Skip to content

TritonDataCenter/manta-buckets-api

Repository files navigation

manta-buckets-api: The Manta Web API

This repository is part of the Joyent Manta project. For contribution guidelines, issues, and general documentation, visit the main Manta project page.

manta-buckets-api holds the source code for the Manta API, otherwise known as "the front door". It is analogous to CloudAPI for SDC. See the restdown docs for API information, but effectively this is where you go to call PUT/GET/DEL on your stuff, as well as to submit and control compute jobs.

API documentation is in docs/index.md. Some design documentation (possibly quite dated) is in docs/internal. Developer notes are in this README.

Browser-Friendly URLs

For improved user experience, the buckets API provides automatic URL redirection for web browser users.
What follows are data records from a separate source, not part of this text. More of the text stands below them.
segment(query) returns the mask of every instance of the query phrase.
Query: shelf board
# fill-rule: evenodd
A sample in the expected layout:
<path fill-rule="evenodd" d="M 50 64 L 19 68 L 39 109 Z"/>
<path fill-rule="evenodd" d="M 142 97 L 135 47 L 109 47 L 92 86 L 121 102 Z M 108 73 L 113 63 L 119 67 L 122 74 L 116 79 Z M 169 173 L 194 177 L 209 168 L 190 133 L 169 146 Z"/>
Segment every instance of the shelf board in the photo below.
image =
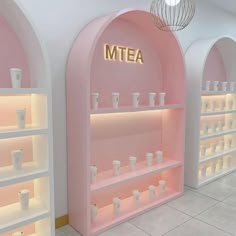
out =
<path fill-rule="evenodd" d="M 236 94 L 236 91 L 226 91 L 226 92 L 223 92 L 223 91 L 202 91 L 202 96 L 209 96 L 209 95 L 227 95 L 227 94 Z"/>
<path fill-rule="evenodd" d="M 36 163 L 29 162 L 22 166 L 22 170 L 15 171 L 12 166 L 0 168 L 0 187 L 26 182 L 48 176 L 48 170 L 40 168 Z"/>
<path fill-rule="evenodd" d="M 98 211 L 96 222 L 91 225 L 91 233 L 92 235 L 97 235 L 112 226 L 127 221 L 138 214 L 142 214 L 147 210 L 157 207 L 158 205 L 165 204 L 169 200 L 181 195 L 181 192 L 167 189 L 164 194 L 159 194 L 157 191 L 156 199 L 151 201 L 149 200 L 149 192 L 145 191 L 141 194 L 141 201 L 138 207 L 135 206 L 133 197 L 122 200 L 121 212 L 118 215 L 113 214 L 113 205 L 101 208 Z"/>
<path fill-rule="evenodd" d="M 19 203 L 1 207 L 0 234 L 6 233 L 50 216 L 50 212 L 35 199 L 30 200 L 30 208 L 22 211 Z"/>
<path fill-rule="evenodd" d="M 0 127 L 0 139 L 43 135 L 47 133 L 47 128 L 36 128 L 31 126 L 27 126 L 25 129 L 18 129 L 16 126 Z"/>
<path fill-rule="evenodd" d="M 203 112 L 201 113 L 201 116 L 216 116 L 216 115 L 224 115 L 224 114 L 230 114 L 230 113 L 236 113 L 236 110 L 225 110 L 225 111 L 214 111 L 214 112 Z"/>
<path fill-rule="evenodd" d="M 20 96 L 28 94 L 47 94 L 45 88 L 0 88 L 0 96 Z"/>
<path fill-rule="evenodd" d="M 98 174 L 97 182 L 91 185 L 91 191 L 102 191 L 105 188 L 109 188 L 114 185 L 119 185 L 124 182 L 142 178 L 146 175 L 163 172 L 179 166 L 182 166 L 180 161 L 166 160 L 163 161 L 162 164 L 154 164 L 151 167 L 147 167 L 146 162 L 137 163 L 136 171 L 130 171 L 129 166 L 121 167 L 121 174 L 119 176 L 114 176 L 113 170 L 109 170 Z"/>
<path fill-rule="evenodd" d="M 216 138 L 216 137 L 220 137 L 220 136 L 227 135 L 227 134 L 233 134 L 233 133 L 236 133 L 236 129 L 225 130 L 223 132 L 216 132 L 216 133 L 212 133 L 212 134 L 208 134 L 208 135 L 202 135 L 200 137 L 200 140 Z"/>
<path fill-rule="evenodd" d="M 203 164 L 203 163 L 207 163 L 209 161 L 213 161 L 215 159 L 218 159 L 220 157 L 223 157 L 223 156 L 227 156 L 227 155 L 230 155 L 230 154 L 233 154 L 236 152 L 236 148 L 234 149 L 230 149 L 230 150 L 227 150 L 227 151 L 224 151 L 224 152 L 219 152 L 219 153 L 216 153 L 215 155 L 211 155 L 207 158 L 204 158 L 204 159 L 201 159 L 199 161 L 199 164 Z"/>
<path fill-rule="evenodd" d="M 202 187 L 203 185 L 206 185 L 206 184 L 209 184 L 213 181 L 215 181 L 216 179 L 219 179 L 225 175 L 228 175 L 232 172 L 236 171 L 236 167 L 232 167 L 230 169 L 226 169 L 226 170 L 223 170 L 219 173 L 217 173 L 216 175 L 214 176 L 210 176 L 210 177 L 205 177 L 205 178 L 199 178 L 199 185 L 198 187 Z"/>
<path fill-rule="evenodd" d="M 128 112 L 141 112 L 141 111 L 159 111 L 169 109 L 184 109 L 182 104 L 171 104 L 165 106 L 139 106 L 139 107 L 120 107 L 114 108 L 99 108 L 98 110 L 91 110 L 91 115 L 96 114 L 109 114 L 109 113 L 128 113 Z"/>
This feature allows users to access objects using shorter, more intuitive URLs without affecting S3 API functionality.

URL Shortcut

Web browsers can access objects using the simplified URL pattern:

https://host/username/buckets/bucketname/filename

This automatically redirects to the full Manta path:

https://host/username/buckets/bucketname/objects/filename

Examples

# Browser users can type this shorter URL:
https://manta.example.com/jdoe/buckets/documents/report.pdf

# Which automatically redirects to:
https://manta.example.com/jdoe/buckets/documents/objects/report.pdf

Important Notes

  • Browser-only: This redirection only applies to web browser requests (detected via Accept: text/html headers)
  • API compatibility: S3 API calls, s3cmd operations, and direct API access are completely unaffected
  • Backward compatibility: All existing URLs continue to work as before
  • Smart detection: Redirection won't occur if the URL already contains the /objects/ segment

This feature makes it easier for users to bookmark, share, and manually type URLs to access their stored objects while maintaining full compatibility with all programmatic access methods.

Testing

S3 Compatibility Testing

The Manta Buckets API includes comprehensive test scripts for validating S3 compatibility and ACL functionality.
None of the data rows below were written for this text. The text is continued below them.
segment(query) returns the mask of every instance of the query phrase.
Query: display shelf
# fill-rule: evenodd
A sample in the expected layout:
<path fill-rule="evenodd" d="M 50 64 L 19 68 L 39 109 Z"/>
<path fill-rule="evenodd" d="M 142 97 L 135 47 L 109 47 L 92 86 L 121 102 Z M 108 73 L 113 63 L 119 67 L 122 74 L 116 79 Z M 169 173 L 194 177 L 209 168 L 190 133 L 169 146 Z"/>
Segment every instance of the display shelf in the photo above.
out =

S3 Compatibility Test Script

The main S3 compatibility test script validates core S3 operations using AWS CLI:

# Run with default configuration
./test/s3-compat-test.sh

# Run with custom endpoint and credentials  
S3_ENDPOINT="https://manta.example.com:8080" \
AWS_ACCESS_KEY_ID="your-key" \
AWS_SECRET_ACCESS_KEY="your-secret" \
./test/s3-compat-test.sh

# View available options
./test/s3-compat-test.sh --help

Test Coverage:

  • Bucket operations (create, list, delete)
  • Object operations (upload, download, metadata)
  • Data integrity validation (MD5/SHA256 checksums)
  • Error handling for non-existent resources
  • Authentication and authorization

S3cmd ACL Test Script

The ACL-specific test script validates Access Control List operations using s3cmd:

# Prerequisites: Install s3cmd
# Ubuntu/Debian: sudo apt-get install s3cmd
# CentOS/RHEL: sudo yum install s3cmd  
# pip: pip install s3cmd

# Run ACL tests with default configuration
./test/s3cmd-acl-test.sh

# Run with custom endpoint and credentials
S3_ENDPOINT="https://manta.example.com:8080" \
AWS_ACCESS_KEY_ID="your-key" \
AWS_SECRET_ACCESS_KEY="your-secret" \
./test/s3cmd-acl-test.sh

# View available options
./test/s3cmd-acl-test.sh --help

ACL Test Coverage:

  • s3cmd connectivity and configuration
  • Bucket ACL operations (get, set)
  • Object ACL operations (get, set)
  • Canned ACL testing (private removes public-read role, public-read adds role)
  • ACL policy verification
  • Object listing with ACL information

Environment Variables:

  • AWS_ACCESS_KEY_ID - Your Manta access key
  • AWS_SECRET_ACCESS_KEY - Your Manta secret key
  • S3_ENDPOINT - Manta endpoint URL (default: https://localhost:8080)
  • AWS_REGION - AWS region (default: us-east-1)

Example Output:

[2024-01-01 12:00:00] Starting S3cmd ACL Compatibility Tests for manta-buckets-api
============================================================
[2024-01-01 12:00:01] Testing: s3cmd Connectivity
✅ s3cmd connectivity - Successfully connected to S3 endpoint
[2024-01-01 12:00:02] Testing: Create Bucket with s3cmd  
✅ Create bucket - s3cmd-acl-test-1234567890 created successfully
[2024-01-01 12:00:03] Testing: Put Object with Default ACL
✅ Put object - test-object.txt uploaded successfully
...
============================================================
Tests Passed: 12
Tests Failed: 0
🎉 All ACL tests passed! s3cmd ACL compatibility is working correctly.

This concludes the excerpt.